Tilting and musing at windmills
Driving through town the other day with the kids, I spotted a wind turbine spinning far faster than I would have expected. It hadn’t felt particularly breezy when I’d picked them up on the school playground a few minutes earlier. Nor did I see any tree branches swaying.
“That windmill’s spinning really fast,” I commented idly. “I didn’t think it was that windy out.”
“Maybe it’s windy to the windmill,” my daughter Audrey replied from the backseat.
Sounds silly. But upon reflection, it was downright profound. First, the conditions 100 feet atop the turbine tower were undoubtedly different from the ground on which I judged them. So was the material subject to the force of the wind– the sleek curved propeller blades vs. my distinctly unaerodynamic body.
If I walk it back even further, my own initial comment really wasn’t idle, either. I said it deliberately, hoping to engage my son Owen, who dwells so much in separate worlds – movies he’s seen, books he’s read, memories of former physical places like his old daycare – in the present moment.
It didn’t work. Audrey replied, not Owen. And as I reflected on the moment more, it struck me as a perfect metaphor for why so many contemporary problems feel hopeless and unsolveable. Exhibit A would be the national uproar over race provoked by the failures to indict in the Michael Brown and Eric Garner killings. Exhibit B, on my community level, is the bitterness surrounding a proposal to turn a warehouse near a residential neighborhood into a seasonal homeless shelter.
In both situations, just like I did with the windmill, we tend to speak first. What we say is often woefully underinformed with appreciation — not just consideration, but appreciation, which connotes value – for conditions as others might see them.

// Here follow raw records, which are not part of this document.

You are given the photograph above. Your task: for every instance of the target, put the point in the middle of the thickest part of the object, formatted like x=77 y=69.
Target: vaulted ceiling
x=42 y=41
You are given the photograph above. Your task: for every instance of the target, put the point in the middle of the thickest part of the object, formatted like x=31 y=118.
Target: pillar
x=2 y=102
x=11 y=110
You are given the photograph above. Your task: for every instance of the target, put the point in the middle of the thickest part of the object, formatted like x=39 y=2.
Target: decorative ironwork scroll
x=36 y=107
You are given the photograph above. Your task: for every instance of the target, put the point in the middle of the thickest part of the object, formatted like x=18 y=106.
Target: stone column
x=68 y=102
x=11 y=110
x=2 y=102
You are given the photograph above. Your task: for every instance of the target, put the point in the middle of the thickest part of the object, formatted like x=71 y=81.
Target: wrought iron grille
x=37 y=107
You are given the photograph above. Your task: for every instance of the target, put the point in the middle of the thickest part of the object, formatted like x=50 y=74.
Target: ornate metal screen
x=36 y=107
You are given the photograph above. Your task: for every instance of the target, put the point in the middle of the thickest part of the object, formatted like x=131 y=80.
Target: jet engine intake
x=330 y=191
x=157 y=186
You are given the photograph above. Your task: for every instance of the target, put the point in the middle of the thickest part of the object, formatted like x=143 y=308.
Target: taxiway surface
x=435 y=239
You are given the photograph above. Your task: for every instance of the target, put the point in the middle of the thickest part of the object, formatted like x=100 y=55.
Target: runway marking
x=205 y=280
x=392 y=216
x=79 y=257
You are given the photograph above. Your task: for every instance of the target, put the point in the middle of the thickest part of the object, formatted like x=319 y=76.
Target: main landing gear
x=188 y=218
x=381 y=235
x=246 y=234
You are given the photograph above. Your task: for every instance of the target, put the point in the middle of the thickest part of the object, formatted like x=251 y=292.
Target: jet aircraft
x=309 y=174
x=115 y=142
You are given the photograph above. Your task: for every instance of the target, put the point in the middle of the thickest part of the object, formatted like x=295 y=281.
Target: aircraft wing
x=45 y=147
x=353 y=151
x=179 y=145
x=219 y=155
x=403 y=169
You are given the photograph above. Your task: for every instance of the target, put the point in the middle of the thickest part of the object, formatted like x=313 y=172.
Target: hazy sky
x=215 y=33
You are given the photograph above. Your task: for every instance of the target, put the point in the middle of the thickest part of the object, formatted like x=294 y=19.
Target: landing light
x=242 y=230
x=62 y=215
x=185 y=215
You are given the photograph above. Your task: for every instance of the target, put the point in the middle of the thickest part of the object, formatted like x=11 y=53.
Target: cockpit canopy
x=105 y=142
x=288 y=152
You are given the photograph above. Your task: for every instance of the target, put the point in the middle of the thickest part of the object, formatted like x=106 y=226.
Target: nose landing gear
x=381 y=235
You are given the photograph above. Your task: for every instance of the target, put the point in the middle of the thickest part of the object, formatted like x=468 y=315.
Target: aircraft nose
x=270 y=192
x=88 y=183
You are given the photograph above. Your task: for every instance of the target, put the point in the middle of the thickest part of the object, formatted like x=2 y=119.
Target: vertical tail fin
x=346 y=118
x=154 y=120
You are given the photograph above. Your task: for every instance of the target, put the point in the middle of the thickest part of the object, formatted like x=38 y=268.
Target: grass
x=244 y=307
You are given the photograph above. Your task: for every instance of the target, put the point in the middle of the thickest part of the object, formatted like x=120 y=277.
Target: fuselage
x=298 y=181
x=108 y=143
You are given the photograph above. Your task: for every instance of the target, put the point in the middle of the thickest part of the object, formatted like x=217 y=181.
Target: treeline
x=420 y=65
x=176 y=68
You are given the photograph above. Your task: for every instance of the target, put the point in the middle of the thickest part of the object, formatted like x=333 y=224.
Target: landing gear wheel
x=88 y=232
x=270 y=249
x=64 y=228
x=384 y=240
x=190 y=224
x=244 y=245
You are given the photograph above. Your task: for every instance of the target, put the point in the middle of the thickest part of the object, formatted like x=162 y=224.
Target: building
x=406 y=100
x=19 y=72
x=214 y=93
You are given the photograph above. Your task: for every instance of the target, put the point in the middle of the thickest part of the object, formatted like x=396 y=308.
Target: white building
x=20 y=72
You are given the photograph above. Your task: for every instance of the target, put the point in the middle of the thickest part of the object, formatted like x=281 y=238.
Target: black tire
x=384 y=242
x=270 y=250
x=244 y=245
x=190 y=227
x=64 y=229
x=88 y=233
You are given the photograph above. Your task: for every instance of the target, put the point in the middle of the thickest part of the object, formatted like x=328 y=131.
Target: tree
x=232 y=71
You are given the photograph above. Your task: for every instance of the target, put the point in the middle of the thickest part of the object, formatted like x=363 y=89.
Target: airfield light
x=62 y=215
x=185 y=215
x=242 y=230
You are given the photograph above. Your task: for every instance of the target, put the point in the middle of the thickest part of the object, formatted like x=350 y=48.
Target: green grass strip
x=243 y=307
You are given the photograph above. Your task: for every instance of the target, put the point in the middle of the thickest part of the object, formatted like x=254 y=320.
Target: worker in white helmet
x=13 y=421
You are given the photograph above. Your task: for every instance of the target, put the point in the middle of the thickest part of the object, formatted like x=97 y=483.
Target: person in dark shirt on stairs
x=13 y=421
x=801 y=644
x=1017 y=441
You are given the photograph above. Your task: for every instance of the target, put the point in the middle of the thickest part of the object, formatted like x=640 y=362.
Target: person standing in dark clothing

Even more potentially damning, we tend to speak with a particular goal in mind — mine was to elicit a response from Owen — rather than seeking to learn from or simply listen to the others in the conversation. As I discovered, that doesn’t work. Thus the “conversation” devolves into a non-conversation, dueling monologues instead of dialogues.
I don’t have an end to this blog post. That’s deliberate. If I’m to change my own habit of speaking with an end in mind, there’s no better place to start than here. So what do you think?